Artificial intelligence and machine learning is successful in predicting clinical outcomes after hip arthroscopy for femoroacetabular impingement syndrome.
Academic Article
Overview
abstract
PURPOSE: To systematically review the current literature regarding the role of artificial intelligence and machine learning in predicting and optimising clinical outcomes following hip arthroscopy. METHODS: A systematic review of the PubMed, Cochrane, and EMBASE databases was completed in December 2024. Studies were included if they assessed the application of AI/ML to clinical outcomes of hip arthroscopy. Exclusion criteria were imaging-only studies, non-English publications, conference abstracts, review articles and meta-analyses. Extracted data included study characteristics, input features, algorithm types, sample sizes, and model performance. Descriptive statistical analysis was performed due to data heterogeneity. RESULTS: Sixteen studies met inclusion criteria, covering applications across prediction of intraoperative findings (n = 1), prediction of post-operative outcomes (n = 5), prediction of patient-reported outcomes (n = 7) and prediction of revision (n = 3). Input features commonly utilised included demographics, imaging data, preoperative patient-reported outcomes (PROs), and comorbidities. Supervised learning models were the most widely applied, including logistic regression, random forests, support vector machines (SVMs), and artificial neural networks (ANNs). Performance metrics demonstrated robust predictive ability, with AUC values ranging from 0.66 to 0.94 and accuracy rates exceeding 75% in most studies. Applications included predicting revision surgery risk, prolonged opioid use, postoperative satisfaction, and time to return to sport.
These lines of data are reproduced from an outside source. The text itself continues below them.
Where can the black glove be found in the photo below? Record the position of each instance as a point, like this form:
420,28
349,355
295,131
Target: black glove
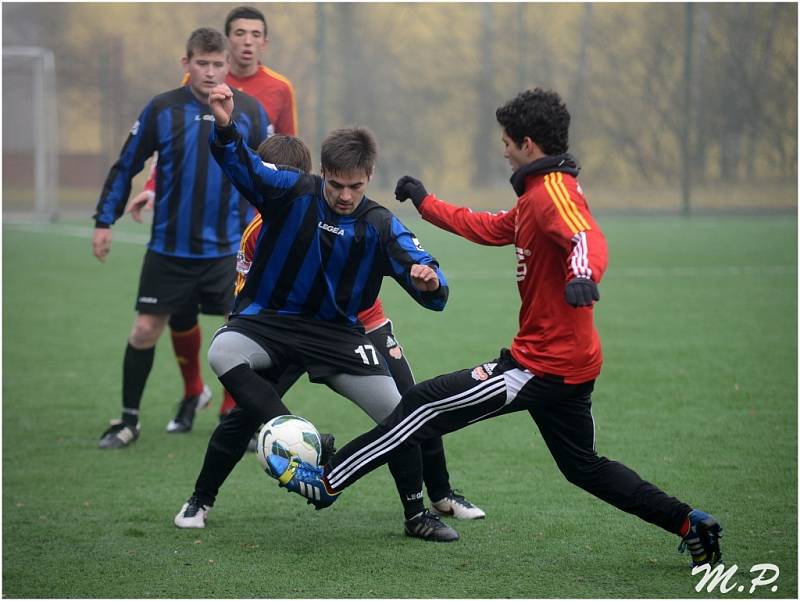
581,291
410,187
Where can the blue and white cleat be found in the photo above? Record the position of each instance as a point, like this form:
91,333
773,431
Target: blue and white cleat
702,540
302,478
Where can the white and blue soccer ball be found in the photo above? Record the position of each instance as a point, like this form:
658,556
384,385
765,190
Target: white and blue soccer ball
289,436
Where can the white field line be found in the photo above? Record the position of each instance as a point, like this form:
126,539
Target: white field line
499,274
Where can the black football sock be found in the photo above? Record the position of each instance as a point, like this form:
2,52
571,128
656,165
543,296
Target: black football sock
135,368
405,464
226,448
253,393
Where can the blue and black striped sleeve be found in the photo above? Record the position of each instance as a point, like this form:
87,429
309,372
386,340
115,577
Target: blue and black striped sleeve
140,145
404,250
264,185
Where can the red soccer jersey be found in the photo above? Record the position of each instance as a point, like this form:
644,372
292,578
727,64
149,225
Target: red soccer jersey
275,92
555,239
371,318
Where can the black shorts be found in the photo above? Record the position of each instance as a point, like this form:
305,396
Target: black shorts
171,285
321,348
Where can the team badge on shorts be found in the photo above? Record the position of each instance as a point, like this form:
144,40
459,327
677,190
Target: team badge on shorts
479,374
394,349
482,372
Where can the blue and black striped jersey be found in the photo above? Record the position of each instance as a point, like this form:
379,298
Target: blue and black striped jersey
310,261
197,212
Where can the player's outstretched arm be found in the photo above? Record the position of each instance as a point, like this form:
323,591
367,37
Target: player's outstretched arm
262,184
491,229
101,243
424,278
220,101
144,200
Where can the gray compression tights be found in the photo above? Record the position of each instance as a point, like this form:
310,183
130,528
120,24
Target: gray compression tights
377,396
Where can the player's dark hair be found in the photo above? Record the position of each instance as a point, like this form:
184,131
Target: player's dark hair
349,149
286,150
539,115
244,12
205,40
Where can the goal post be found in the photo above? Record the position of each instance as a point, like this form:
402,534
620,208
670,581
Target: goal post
30,133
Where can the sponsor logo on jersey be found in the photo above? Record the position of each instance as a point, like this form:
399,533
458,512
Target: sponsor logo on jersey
479,374
522,267
331,228
242,264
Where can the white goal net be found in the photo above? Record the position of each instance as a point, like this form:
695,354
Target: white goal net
30,134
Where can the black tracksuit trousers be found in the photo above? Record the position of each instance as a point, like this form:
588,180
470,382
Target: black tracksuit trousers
561,411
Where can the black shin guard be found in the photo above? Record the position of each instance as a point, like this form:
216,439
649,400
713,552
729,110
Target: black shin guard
226,448
434,469
253,393
136,367
405,464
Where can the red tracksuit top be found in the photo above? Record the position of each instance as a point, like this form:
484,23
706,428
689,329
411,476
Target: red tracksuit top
556,239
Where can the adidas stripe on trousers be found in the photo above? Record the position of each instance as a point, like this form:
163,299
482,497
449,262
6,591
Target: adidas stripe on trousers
561,411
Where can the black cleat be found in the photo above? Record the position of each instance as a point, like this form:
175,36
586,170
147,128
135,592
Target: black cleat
328,450
427,526
119,435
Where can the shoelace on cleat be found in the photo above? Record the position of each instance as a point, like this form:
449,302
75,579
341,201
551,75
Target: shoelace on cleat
460,499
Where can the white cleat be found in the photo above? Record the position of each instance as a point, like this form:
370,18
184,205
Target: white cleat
192,515
455,505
Imaging-based algorithms, particularly leveraging MRI data, showed promise for surgical planning and diagnostic precision. CONCLUSIONS: AI and ML show significant promise in enhancing outcome prediction and patient stratification in hip arthroscopy. Future research should prioritise the standardisation of datasets, external validation, and interpretability to facilitate clinical translation. LEVEL OF EVIDENCE: Level V.